Member of the Kentucky House of Representatives from the 28th district
- In office January 22, 1998 – January 1, 2023
- Preceded by: Bill Lile
- Succeeded by: Jared Bauman

Personal details
- Born: August 2, 1939 Tompkinsville, Kentucky, U.S.
- Died: June 8, 2025 (aged 85)
- Party: Democratic
- Alma mater: Lindsey Wilson College Western Kentucky University

= Charles Miller (Kentucky politician) =

American politician (1939–2025)

Charles W. Miller (August 2, 1939 – June 8, 2025) was an American politician and Democratic member of the Kentucky House of Representatives from 1998 to 2023. He represented Kentucky's 28th House district, which includes southwest Jefferson County.

Miller was first elected in a January 1998 special election following the resignation of incumbent Republican representative Bill Lile.

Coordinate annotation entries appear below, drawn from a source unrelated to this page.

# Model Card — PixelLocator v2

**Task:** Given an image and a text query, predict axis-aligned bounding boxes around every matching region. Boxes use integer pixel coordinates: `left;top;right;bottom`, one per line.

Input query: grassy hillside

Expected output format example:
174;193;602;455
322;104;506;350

He was defeated for reelection in 2022 by Republican Jared Bauman.

==Background==
Prior to entering politics, Miller earned his associate degree from Lindsey Wilson College, and his Bachelor of Arts degree as well as Master of Arts degree from Western Kentucky University.

He served as vice-principal of Doss High School from 1971 to 1977, and as the principal of Pleasure Ridge Park High School from 1978 to 2003. Pleasure Ridge's athletics complex is named in his honor.

Miller died on June 8, 2025, at the age of 85.

==Political career==

=== Elections ===
- 1998 When District 28 Republican representative Bill Lile left the legislature and left the seat open, Miller was unopposed for the 1998 Democratic primary and won the November 3, 1998, general election against Republican nominee Doug Hawkins.
- 2000 Miller was unopposed for the 2000 Democratic primary and won the November 7, 2000, general election with 10,260 votes (67.1%) against Republican nominee Michael Clontz.
- 2002 Miller was unopposed for both the 2002 Democratic primary and also the November 5, 2002, general election, winning with 8,491 votes.
- 2004 Miller was unopposed for the 2004 Democratic primary and won the 2004 Kentucky House of Representatives election with 9,108 votes (53.4%) against Republican nominee Ron Gambrell.
- 2006 Miller unopposed for the 2006 Democratic primary and won the November 7, 2006, general election with 7,793 votes (63.8%) against Republican nominee John Brewer.
- 2008 Miller was unopposed for both the 2008 Democratic primary and the November 4, 2008, general election, winning with 12,859 votes.
- 2010 Miller and returning 2006 Republican challenger John Brewer both won their May 18, 2010, primaries, setting up a rematch; Miller won the November 2, 2010, general election with 6,874 votes (54.9%) against Brewer.
- 2012 Miller was unopposed for the May 22, 2012, Democratic primary and the November 6, 2012, general election, winning with 9,031 votes (56.1%) against Republican nominee Corey Koellner.
- 2014 Miller was unopposed in both the May 20, 2014, Democratic primary and the November 4, 2014, general election
- 2016 Miller was unopposed in the May 17, 2016, Democratic primary and defeated Republican Michael Payne in the 2016 Kentucky House of Representatives election.
- 2018 Miller was unopposed in the May 22, 2018, Democratic primary and is unopposed in the 2018 Kentucky House of Representatives election.
- 2020 Miller won the June 23, 2020, Democratic primary with 3,045 votes (58.7%) and was unopposed in the 2020 Kentucky House of Representatives election.
- 2022 Miller won the May 17, 2022, Democratic primary with 2,221 votes (65.6%) and was defeated in the 2022 Kentucky House of Representatives election, garnering 6,334 votes (43.6%) against Republican nominee Jared Bauman.